UK-based antivirus vendor Sophos announced Thursday that it plans to acquire Endforce, an endpoint security policy compliance and network access control (NAC) software maker.
Sophos said it plans to plans to add Endforce's NAC to its product line up. Terms of the deal were not released.
Security experts say that more companies are seeking ways to improve identity and access control by implementing two-factor authentication, smart cards and tokens. NAC appliances and software allow firms to restrict the data that each particular user can access, as well as implement anti-threat applications such as firewalls, antivirus software and spyware-detection programs.
"Sophos is capitalizing on fact that NAC is not going to be a stand alone phenomena," said Robert Whiteley, senior analyst at Cambridge, Mass.-based Forrester Research. "To compete with the likes of McAfee, Symantec, Cisco, and Microsoft they've recognized that they're going to have to have this key element."
Standards are emerging. Cisco's Network Admission Control consortium and Microsoft's Network Access Protection have agreed to ensure that products they develop will be compatible. The Internet Engineering Task Force (IETF) standards body is also working on a set of standards to ensure compatibility.
Users care most about Microsoft because Microsoft is building NAP into Longhorn and Vista, while ensuring that it's compatible with Cisco, Whiteley said. Since the friction over compatibility is decreasing, software based approaches provided by vendors such as McAfee, Symantec and now Sophos, will prove to be more popular, he said.
"Administrators demand the option of choosing a NAC provider without the risk of disrupting installed systems, and Sophos is prepared to meet that demand ahead of our competitors," Steve Munford, CEO of Sophos said in a statement.

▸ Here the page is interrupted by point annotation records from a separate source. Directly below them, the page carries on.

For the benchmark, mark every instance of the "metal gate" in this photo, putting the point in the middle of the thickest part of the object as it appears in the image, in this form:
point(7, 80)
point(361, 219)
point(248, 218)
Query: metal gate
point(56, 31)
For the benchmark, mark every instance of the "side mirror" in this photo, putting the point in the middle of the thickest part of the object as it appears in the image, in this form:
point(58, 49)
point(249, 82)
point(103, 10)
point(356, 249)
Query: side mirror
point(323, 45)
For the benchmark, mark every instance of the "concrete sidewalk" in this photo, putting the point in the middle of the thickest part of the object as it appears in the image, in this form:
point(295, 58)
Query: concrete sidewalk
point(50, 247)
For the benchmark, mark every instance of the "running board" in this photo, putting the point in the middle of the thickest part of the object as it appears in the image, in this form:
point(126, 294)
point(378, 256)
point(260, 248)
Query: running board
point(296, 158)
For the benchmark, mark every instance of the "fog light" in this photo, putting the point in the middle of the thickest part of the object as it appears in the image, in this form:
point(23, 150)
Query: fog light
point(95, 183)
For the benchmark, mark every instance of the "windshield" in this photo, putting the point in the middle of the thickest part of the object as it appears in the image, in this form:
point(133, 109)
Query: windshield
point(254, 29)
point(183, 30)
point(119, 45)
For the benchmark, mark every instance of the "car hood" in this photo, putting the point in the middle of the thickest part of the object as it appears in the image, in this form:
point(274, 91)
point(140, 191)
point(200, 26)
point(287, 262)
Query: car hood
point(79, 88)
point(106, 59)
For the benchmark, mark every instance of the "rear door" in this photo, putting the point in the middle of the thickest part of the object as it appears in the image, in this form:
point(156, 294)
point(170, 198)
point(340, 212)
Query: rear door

Columbus, Ohio-based Endforce can deploy its NAC appliances in environments of greater than 10,000 users. The software tends to work well for very distributed enterprises where people work remotely, Whiteley said.
The acquisition of a NAC solution completes a year in which Sophos added application control and host intrusion prevention (HIPS) to its endpoint security products. The company also recently launched an all-in-one Web security appliance that provides content security, application control and URL filtering.
Sophos said it will maintain the Endforce operation and expand its engineering, product development, sales and support to include the existing staff. Endforce products will continue to be developed and sold under the Sophos brand.